How design shapes attention.

Framed yellow poster on a light concrete wall about designated landmarks and districts in Coral Gables (title reads 'Designated Landmarks and Districts in Coral Gables').

When Information Becomes Identity

Most public information is designed to be read.

The best information is designed to be remembered.

Cities are full of directories, maps, plaques, and signage systems that serve a function but rarely leave an impression. They communicate information efficiently, yet often disappear into the background.

For this Coral Gables project, the challenge wasn’t simply organizing a list of designated landmarks and historic districts.

The challenge was creating recognition.

The information itself was already valuable. The question became: how do you make people notice it?

Rather than treating the landmark list as a block of text, I used oversized typography as the foundation of the composition. The letterforms operate at two scales simultaneously. From a distance, they create a bold graphic presence that attracts attention. Up close, the viewer discovers the detailed information layered within the design.

The result is both functional and memorable.

That’s where I think many communication projects succeed or fail.

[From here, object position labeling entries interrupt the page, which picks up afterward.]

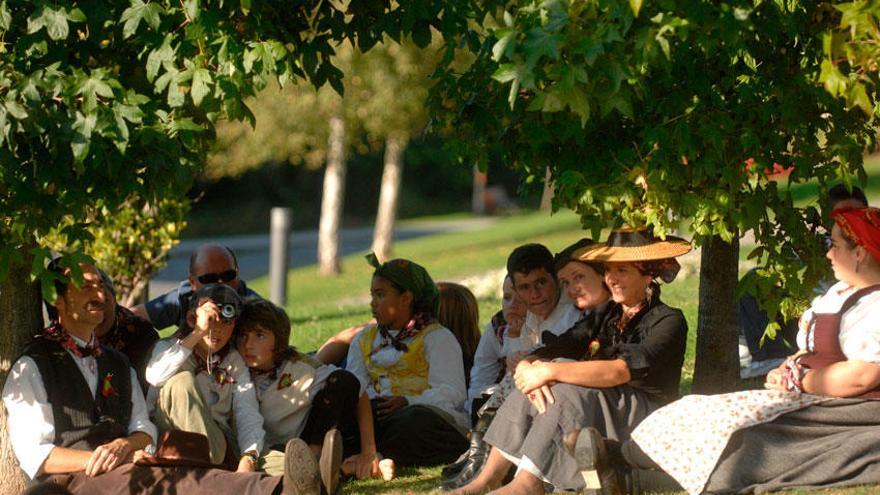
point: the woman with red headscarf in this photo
(816, 425)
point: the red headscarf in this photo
(860, 225)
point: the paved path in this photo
(253, 250)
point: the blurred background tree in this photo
(672, 115)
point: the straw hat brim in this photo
(670, 248)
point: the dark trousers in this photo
(335, 406)
(418, 436)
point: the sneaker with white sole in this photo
(301, 475)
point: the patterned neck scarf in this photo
(627, 315)
(412, 328)
(499, 325)
(55, 332)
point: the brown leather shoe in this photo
(588, 448)
(331, 461)
(300, 470)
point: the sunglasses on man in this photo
(218, 278)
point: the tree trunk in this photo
(20, 317)
(478, 196)
(383, 235)
(547, 196)
(717, 363)
(332, 200)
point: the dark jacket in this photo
(652, 344)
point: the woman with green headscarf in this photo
(411, 367)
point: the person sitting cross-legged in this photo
(630, 368)
(78, 422)
(204, 385)
(411, 367)
(816, 425)
(301, 398)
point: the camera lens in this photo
(227, 311)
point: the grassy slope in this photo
(319, 307)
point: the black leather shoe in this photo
(477, 446)
(451, 470)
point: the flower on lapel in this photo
(285, 381)
(222, 376)
(107, 386)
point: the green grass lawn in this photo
(319, 307)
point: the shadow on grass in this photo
(409, 480)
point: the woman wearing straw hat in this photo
(630, 367)
(818, 423)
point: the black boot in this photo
(588, 448)
(477, 454)
(468, 465)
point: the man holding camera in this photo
(209, 264)
(204, 385)
(78, 421)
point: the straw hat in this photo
(629, 245)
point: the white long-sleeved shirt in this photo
(31, 422)
(487, 363)
(446, 385)
(170, 358)
(490, 352)
(563, 317)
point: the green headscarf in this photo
(412, 277)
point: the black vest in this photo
(83, 421)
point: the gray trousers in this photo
(519, 431)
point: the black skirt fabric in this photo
(519, 431)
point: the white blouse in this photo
(170, 358)
(859, 326)
(446, 385)
(31, 422)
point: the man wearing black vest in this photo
(75, 421)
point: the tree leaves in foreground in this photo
(691, 114)
(660, 112)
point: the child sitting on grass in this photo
(300, 397)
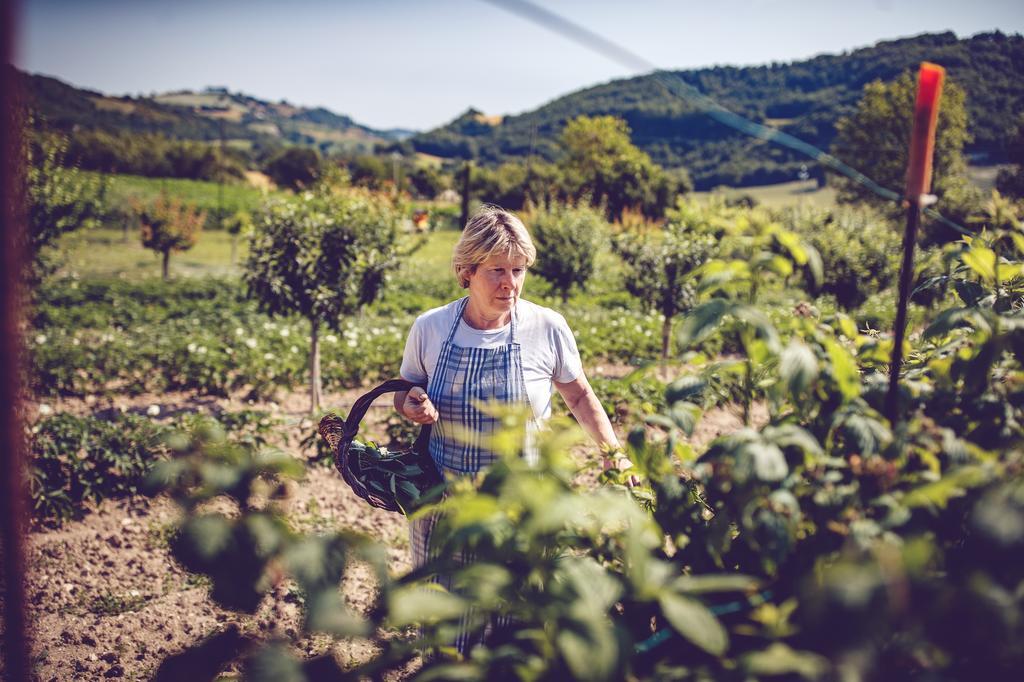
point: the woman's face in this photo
(497, 284)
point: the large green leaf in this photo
(798, 368)
(982, 261)
(844, 369)
(700, 322)
(694, 622)
(769, 462)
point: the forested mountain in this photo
(804, 98)
(200, 116)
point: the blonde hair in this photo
(492, 230)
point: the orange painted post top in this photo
(926, 113)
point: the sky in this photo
(419, 64)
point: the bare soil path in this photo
(108, 601)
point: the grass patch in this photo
(107, 252)
(778, 196)
(123, 190)
(110, 603)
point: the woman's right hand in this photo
(418, 407)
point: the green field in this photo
(124, 190)
(105, 252)
(778, 196)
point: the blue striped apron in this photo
(463, 378)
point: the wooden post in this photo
(467, 171)
(12, 262)
(919, 181)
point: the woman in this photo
(491, 346)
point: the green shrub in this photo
(77, 461)
(568, 240)
(859, 249)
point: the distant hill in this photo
(805, 98)
(205, 116)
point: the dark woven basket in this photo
(340, 435)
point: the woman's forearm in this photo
(593, 419)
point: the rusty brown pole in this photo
(15, 641)
(919, 182)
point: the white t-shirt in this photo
(548, 348)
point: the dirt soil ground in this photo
(108, 601)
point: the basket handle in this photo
(358, 410)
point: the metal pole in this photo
(905, 278)
(15, 641)
(919, 179)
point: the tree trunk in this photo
(666, 337)
(314, 378)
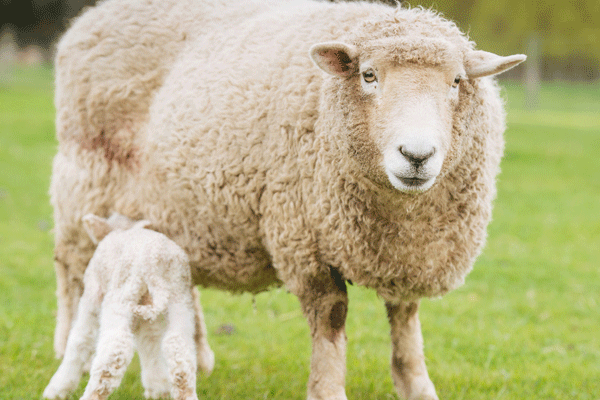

Design isn’t just about making information accessible. It’s about giving information presence.

Without that presence, important messages get ignored. They blend into the visual noise people encounter every day.

Good design helps people find information.

Great design makes them want to engage with it.

Whether I’m designing a brand system, campaign, publication, or environmental graphic, the goal is the same:

Turn information into attention.

Turn attention into meaning.

Because communication only works when people notice it first.